The next few months look like they will hot up in the writing life stakes. I have joined a local writing group where the majority of members seem to be poets, and I am attending a local (different) group where, at the January meeting, I am due to read my own work to the unsuspecting public (which is really other, very sympathetic, poets!) I have also signed up for a four-month course to learn the craft of poetry creation more formally, and I am looking forward to this very much indeed. It has a well-known poet as the tutor and only a small group of students so I should get some good feedback and learn lots.
This exposition takes care of what is happening out in the external world to feed the soul with new inputs and to create threads to hold me to the work that I need to do, but that is only half the story. Recently I have been thinking about the alchemy of poetry and the connection it has to my heart and soul. The ability for what look like ordinary words on the page to take on this magical property when in the right order and turn into an exquisite masterpiece of language and meaning – to make something opaque appear transparent, (or even something always thought of as clear look opaque!)

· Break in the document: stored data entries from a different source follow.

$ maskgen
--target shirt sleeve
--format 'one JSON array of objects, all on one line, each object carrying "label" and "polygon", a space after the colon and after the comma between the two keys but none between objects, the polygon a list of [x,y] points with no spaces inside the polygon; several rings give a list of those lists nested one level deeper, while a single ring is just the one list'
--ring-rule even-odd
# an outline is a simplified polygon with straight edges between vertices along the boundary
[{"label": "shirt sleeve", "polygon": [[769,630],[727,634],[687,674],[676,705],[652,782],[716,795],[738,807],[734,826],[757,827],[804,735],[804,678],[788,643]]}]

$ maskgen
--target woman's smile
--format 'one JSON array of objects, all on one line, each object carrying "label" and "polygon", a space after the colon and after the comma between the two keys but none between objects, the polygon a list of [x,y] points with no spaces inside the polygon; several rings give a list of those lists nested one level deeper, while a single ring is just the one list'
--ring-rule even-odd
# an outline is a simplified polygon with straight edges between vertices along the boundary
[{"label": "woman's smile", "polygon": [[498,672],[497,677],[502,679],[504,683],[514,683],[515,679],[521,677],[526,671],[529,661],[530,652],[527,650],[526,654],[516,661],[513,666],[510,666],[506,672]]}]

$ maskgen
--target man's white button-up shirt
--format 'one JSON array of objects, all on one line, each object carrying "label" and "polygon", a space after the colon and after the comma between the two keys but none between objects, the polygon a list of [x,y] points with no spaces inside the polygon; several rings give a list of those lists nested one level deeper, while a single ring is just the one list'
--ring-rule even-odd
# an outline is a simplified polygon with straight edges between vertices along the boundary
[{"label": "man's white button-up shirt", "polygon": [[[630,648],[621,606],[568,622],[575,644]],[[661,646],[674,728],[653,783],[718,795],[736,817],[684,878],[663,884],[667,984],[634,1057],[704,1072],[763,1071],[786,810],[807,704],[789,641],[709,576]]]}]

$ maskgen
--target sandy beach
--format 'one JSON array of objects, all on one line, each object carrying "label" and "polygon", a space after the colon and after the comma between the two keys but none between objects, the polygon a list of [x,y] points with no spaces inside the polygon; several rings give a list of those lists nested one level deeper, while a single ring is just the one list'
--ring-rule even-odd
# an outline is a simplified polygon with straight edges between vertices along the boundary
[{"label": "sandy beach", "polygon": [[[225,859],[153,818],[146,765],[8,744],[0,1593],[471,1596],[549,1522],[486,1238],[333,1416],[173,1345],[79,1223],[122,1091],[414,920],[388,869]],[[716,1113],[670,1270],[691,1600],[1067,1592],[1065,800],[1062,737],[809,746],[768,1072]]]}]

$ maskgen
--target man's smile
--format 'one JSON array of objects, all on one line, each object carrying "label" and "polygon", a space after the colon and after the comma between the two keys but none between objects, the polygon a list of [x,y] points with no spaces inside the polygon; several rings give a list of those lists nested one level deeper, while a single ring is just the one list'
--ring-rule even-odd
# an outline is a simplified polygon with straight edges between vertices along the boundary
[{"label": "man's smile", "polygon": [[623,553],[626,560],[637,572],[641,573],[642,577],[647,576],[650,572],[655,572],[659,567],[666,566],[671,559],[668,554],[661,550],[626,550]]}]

Through the work of David Whyte and Oriah MD, plus many other more, I have seen poetry work on a soulful level. The books by Roger Housden in the series “Ten poems to…”, particularly the first one “Ten Poems to Change Your Life” are full of such work, and essays about how they have done just that. These writers make for inspirational reading. Sometimes though it is hard to see what it is that is being said – there is a certain way to look at poetry, a bit of an art to reading and absorbing a poem (like the art needed when looking at Magic Eye 3D pictures from my younger days!).
Kim Rosen says the following in her book “Saved by a Poem: The transformative power of words”:
In order to enter poetry’s language, your grip on habitual, left-brained ways of processing information needs to soften. Somehow we know how to do this with music and art. You probably wouldn’t try to figure out the exact meaning of Beethoven’s Ninth Symphony or Ella Fitzgerald’s scat singing. Nor are you likely to do a pragmatic analysis of an abstract painting by Georgia O’Keeffe or Jackson Pollock. You feel these art forms. You allow associations to play through your awareness. You let your linear mind relax and go for the ride.
As you read poems, listen to them, and speak them aloud, try meeting them as you would a piece of music. Allow your rational, linear brain to relax. Dare to not understand, to lose your grip on making sense of the words. Let the images, like musical notes, pour over you. The French philosopher Gaston Bachelard writes that poetry “comes before thought . . . [R]ather than being a phenomenology of the mind, [poetry] is a phenomenology of the soul.”
This is beginning to make sense to me; the alchemy of turning words into poetry and the language of the soul. I hope to be doing more of this in my own work and finding the soul food in others’ poetry as I really start to understand and appreciate the magic in making of verse.